See, for illustrations:

You need a fork only when you cannot push directly to the upstream repo: you push to your fork, and make a pull request to the upstream repo.
This is not the case here.

Just branch and push your branch to the one and only BitBucket repo you need (to which you have write access).

Whenever you have modifications you need to publish both on master and on your branch,

x--x--x                  (master => origin/master)
       \ 
        y--y--c--y--c--y (yourBranch  => origin/yourBranch)
  • reorder said branch (rebase interactive) for the common commits to appear first,
x--x--x                  (master => origin/master)
       \ 
        c--c--y--y--y--y (yourBranch  => origin/yourBranch)
  • git pull master (in order to make sure master on your local clone reflects the latest commits published by other on BitBucket)
x--x--x--x--x            (master => origin/master)
       \ 
        c--c--y--y--y--y (yourBranch  => origin/yourBranch)
  • rebase your branch on top of master and test if everything still compile and pass the tests
x--x--x--x--x                  (master => origin/master)
             \ 
              c--c1-y--y--y--y (yourBranch  => origin/yourBranch)
  • merge the new common commits from your branch to master:
    git checkout master; git merge c1
x--x--x--x--x--c--c1                 (master => origin/master)
                   \ 
                    y--y--y--y (yourBranch  => origin/yourBranch)
  • git push master (since you have pulled master before pushing: your local master was up-to-date relative to BitBucket 'origin' master.
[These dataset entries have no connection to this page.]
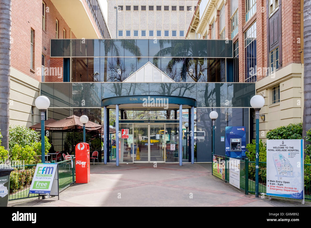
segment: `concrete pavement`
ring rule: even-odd
[[[75,184],[57,197],[13,201],[10,206],[310,206],[306,202],[243,191],[211,175],[211,163],[96,164],[91,181]]]

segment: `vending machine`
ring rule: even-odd
[[[90,145],[80,142],[76,146],[76,183],[89,183],[90,174]]]

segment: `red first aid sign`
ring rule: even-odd
[[[122,139],[128,138],[128,129],[121,129],[121,138]]]

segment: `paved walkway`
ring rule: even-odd
[[[310,206],[300,201],[246,195],[211,175],[210,163],[103,164],[91,166],[91,181],[57,197],[13,201],[14,206]]]

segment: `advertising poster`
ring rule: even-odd
[[[229,183],[240,189],[240,160],[230,158],[229,163]]]
[[[53,163],[38,163],[37,164],[29,189],[30,194],[50,193],[57,170],[57,164]]]
[[[304,198],[304,141],[267,140],[267,195]]]
[[[224,181],[225,168],[225,159],[224,156],[213,155],[213,175]]]

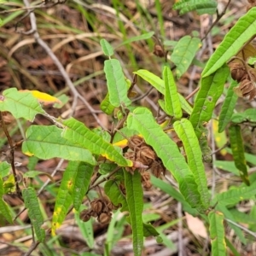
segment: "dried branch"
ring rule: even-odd
[[[30,3],[28,0],[23,0],[23,3],[26,8],[30,8]],[[82,102],[89,108],[91,114],[96,120],[99,125],[101,125],[103,129],[105,129],[104,125],[102,124],[100,119],[98,119],[97,115],[95,113],[95,109],[90,105],[90,103],[79,93],[79,91],[76,90],[74,84],[71,81],[69,75],[66,72],[63,65],[61,63],[57,56],[54,54],[54,52],[51,50],[51,49],[48,46],[48,44],[40,38],[40,35],[38,32],[38,26],[37,26],[37,20],[35,14],[33,12],[29,11],[29,17],[30,17],[30,23],[32,29],[27,32],[32,32],[33,33],[34,38],[36,42],[46,51],[48,55],[50,56],[50,58],[53,60],[54,63],[58,67],[60,73],[61,73],[64,80],[66,81],[67,85],[69,87],[69,90],[72,91],[73,95],[73,102],[72,105],[72,112],[70,115],[73,115],[75,108],[77,106],[78,99],[80,99]]]

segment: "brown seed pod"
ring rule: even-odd
[[[164,167],[163,163],[160,160],[158,160],[153,163],[151,172],[154,177],[160,177],[161,173],[163,173],[163,175],[166,174],[166,168]]]
[[[151,148],[149,148],[149,146],[143,146],[140,149],[140,154],[142,155],[153,160],[156,159],[156,154],[154,151]]]
[[[134,135],[128,141],[128,147],[132,150],[137,149],[143,144],[145,145],[144,140],[137,135]]]
[[[102,224],[107,224],[111,221],[111,212],[102,212],[97,218],[97,221]]]
[[[79,218],[84,222],[87,222],[90,218],[91,216],[90,212],[91,212],[90,209],[83,210],[80,212]]]
[[[242,80],[240,85],[235,87],[233,90],[240,97],[249,96],[250,101],[255,97],[255,84],[249,79]]]

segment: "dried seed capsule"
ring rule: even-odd
[[[90,210],[88,209],[83,210],[80,212],[79,218],[84,222],[87,222],[90,218],[91,216],[90,213],[91,213]]]
[[[102,224],[107,224],[111,221],[112,214],[110,212],[102,212],[97,218],[97,220]]]
[[[90,207],[95,212],[101,213],[103,208],[103,202],[101,199],[94,200],[90,202]]]

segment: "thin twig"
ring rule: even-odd
[[[20,186],[19,186],[19,183],[18,183],[18,179],[17,179],[17,173],[16,173],[16,169],[15,169],[15,147],[14,146],[13,141],[12,141],[12,139],[9,136],[9,133],[7,130],[7,127],[5,125],[4,119],[3,119],[3,113],[1,111],[0,111],[0,123],[2,125],[2,128],[4,131],[4,134],[7,137],[7,139],[8,139],[8,143],[9,143],[9,147],[10,147],[9,160],[10,160],[12,171],[13,171],[14,177],[15,177],[16,192],[17,192],[18,196],[23,201],[23,199],[20,196],[21,192],[20,192]]]
[[[224,9],[223,10],[223,12],[221,14],[218,14],[217,12],[217,19],[214,20],[214,22],[212,24],[212,26],[210,26],[210,28],[208,29],[208,31],[206,32],[205,36],[201,38],[201,40],[204,40],[207,36],[208,35],[208,33],[211,32],[211,30],[212,29],[212,27],[218,22],[218,20],[222,18],[222,16],[225,14],[228,6],[230,5],[231,0],[229,0],[227,5],[225,6]]]
[[[29,3],[28,0],[23,0],[23,3],[26,8],[30,7],[30,3]],[[48,44],[40,38],[39,33],[38,32],[37,20],[36,20],[35,14],[33,12],[31,12],[29,14],[29,17],[30,17],[30,22],[31,22],[31,26],[32,26],[31,32],[33,32],[33,36],[34,36],[36,42],[46,51],[48,55],[49,55],[50,58],[53,60],[54,63],[56,65],[56,67],[58,67],[60,73],[61,73],[64,80],[66,81],[67,85],[69,87],[69,90],[72,91],[72,93],[73,95],[73,102],[72,104],[73,111],[71,112],[71,116],[73,114],[73,112],[75,110],[75,108],[76,108],[76,105],[78,102],[78,99],[80,99],[83,102],[83,103],[89,108],[89,110],[90,111],[91,114],[93,115],[93,117],[95,118],[95,119],[96,120],[98,125],[101,125],[103,129],[105,129],[104,125],[102,124],[102,122],[98,119],[97,115],[95,113],[94,108],[76,90],[74,84],[71,81],[69,75],[66,72],[61,62],[59,61],[57,56],[54,54],[54,52],[51,50],[51,49],[48,46]]]

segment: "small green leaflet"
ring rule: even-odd
[[[241,186],[236,189],[230,189],[228,191],[218,194],[212,203],[218,202],[224,206],[236,205],[241,201],[255,199],[256,183],[251,186]]]
[[[142,134],[146,143],[154,149],[166,168],[177,179],[181,193],[190,206],[201,209],[201,198],[192,172],[177,144],[155,122],[152,113],[146,108],[137,108],[129,113],[127,126]]]
[[[175,45],[171,60],[177,67],[176,74],[177,79],[180,79],[188,70],[201,46],[201,41],[200,38],[191,38],[190,36],[183,37]]]
[[[79,165],[80,162],[69,161],[64,172],[52,217],[51,234],[53,236],[55,236],[55,230],[61,227],[68,208],[72,206],[74,194],[73,187]]]
[[[87,148],[92,154],[101,154],[120,166],[132,166],[132,161],[126,160],[112,144],[91,131],[83,123],[70,118],[64,120],[63,125],[66,127],[62,137],[74,145]]]
[[[120,62],[115,59],[105,61],[104,72],[110,103],[114,107],[131,105],[131,102],[127,96],[128,89]]]
[[[100,44],[105,55],[111,56],[113,55],[113,48],[106,39],[102,39]]]
[[[241,17],[228,32],[224,40],[212,55],[202,72],[207,77],[216,72],[241,49],[256,34],[256,7]]]
[[[201,122],[207,122],[211,119],[215,104],[223,92],[229,73],[229,67],[224,65],[216,73],[201,79],[201,87],[190,116],[190,122],[194,128],[197,128]]]
[[[94,234],[93,234],[93,223],[92,219],[90,218],[88,221],[84,222],[83,220],[80,219],[79,218],[79,213],[84,210],[86,209],[85,206],[82,205],[79,212],[75,212],[75,219],[76,223],[78,224],[80,232],[84,237],[84,239],[86,241],[86,245],[90,248],[93,249],[95,247],[94,243]],[[86,255],[87,256],[87,255]]]
[[[231,121],[235,124],[242,122],[256,123],[256,109],[248,108],[244,112],[233,113]]]
[[[109,102],[109,93],[108,92],[105,98],[101,102],[101,109],[107,114],[110,115],[113,113],[114,108],[115,107],[113,106]]]
[[[41,228],[44,224],[44,218],[40,211],[37,194],[32,187],[29,187],[22,190],[22,195],[25,206],[28,209],[29,218],[35,229],[37,237],[39,241],[44,241],[45,238],[45,231]]]
[[[141,256],[143,247],[143,192],[138,171],[131,174],[125,171],[126,200],[132,230],[132,243],[135,256]]]
[[[220,212],[211,211],[208,214],[210,223],[210,237],[212,256],[226,255],[226,243],[224,241],[224,215]]]
[[[44,110],[38,100],[28,91],[18,91],[16,88],[7,89],[0,96],[0,111],[8,111],[15,119],[24,118],[32,121],[38,113]]]
[[[154,87],[162,95],[166,94],[164,80],[162,80],[160,78],[159,78],[155,74],[154,74],[145,69],[139,69],[138,71],[134,72],[133,73],[137,74],[142,79],[143,79],[145,81],[148,82],[153,87]],[[184,99],[184,97],[181,94],[178,93],[177,95],[179,97],[181,108],[184,111],[186,111],[189,114],[191,114],[192,108],[189,105],[189,103]]]
[[[80,162],[77,166],[77,175],[73,186],[73,207],[78,211],[82,204],[84,196],[88,191],[94,166]]]
[[[126,172],[126,171],[125,171]],[[120,209],[121,212],[128,211],[128,206],[125,196],[123,195],[119,189],[119,182],[113,179],[106,182],[104,186],[104,190],[106,195],[109,197],[111,201],[118,206],[119,204],[122,205]]]
[[[10,224],[13,224],[13,218],[9,205],[4,201],[3,195],[4,194],[3,182],[0,175],[0,213]]]
[[[214,15],[217,3],[214,0],[179,0],[173,5],[173,9],[178,9],[180,15],[195,10],[198,15]]]
[[[243,139],[241,134],[239,125],[231,125],[229,128],[230,147],[233,154],[233,159],[236,167],[239,170],[241,180],[250,185],[247,161],[244,154]]]
[[[183,115],[181,104],[172,73],[167,66],[165,66],[164,67],[163,77],[166,88],[165,99],[166,113],[173,116],[174,118],[179,119]]]
[[[220,114],[218,118],[218,132],[224,131],[226,125],[230,121],[235,106],[237,101],[237,95],[234,93],[233,88],[237,85],[236,81],[232,81],[229,87],[227,95],[221,107]]]
[[[31,125],[26,132],[22,152],[40,159],[60,157],[68,160],[83,160],[96,165],[92,154],[81,145],[61,137],[63,130],[55,125]]]
[[[210,196],[198,138],[194,131],[191,123],[186,119],[176,121],[173,124],[173,128],[183,143],[187,154],[188,165],[195,176],[202,204],[205,209],[207,209],[209,207]]]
Your push is a trivial merge on the BitBucket side: you are only introducing new commits)

  • git checkout yourBranch && git push -f origin yourBranch
    Since you have rebased yourBranch, you have rewritten its history, you need to forced push to BitBucket side.
    But since it is your branch, it is ok (nobody else would have pulled from it, and would need to reset it in order to take into account your new history).


Note that another way avoiding the rebase --interactive step to reorder your common commits would be to cherry-pick them directly from yourBranch to master.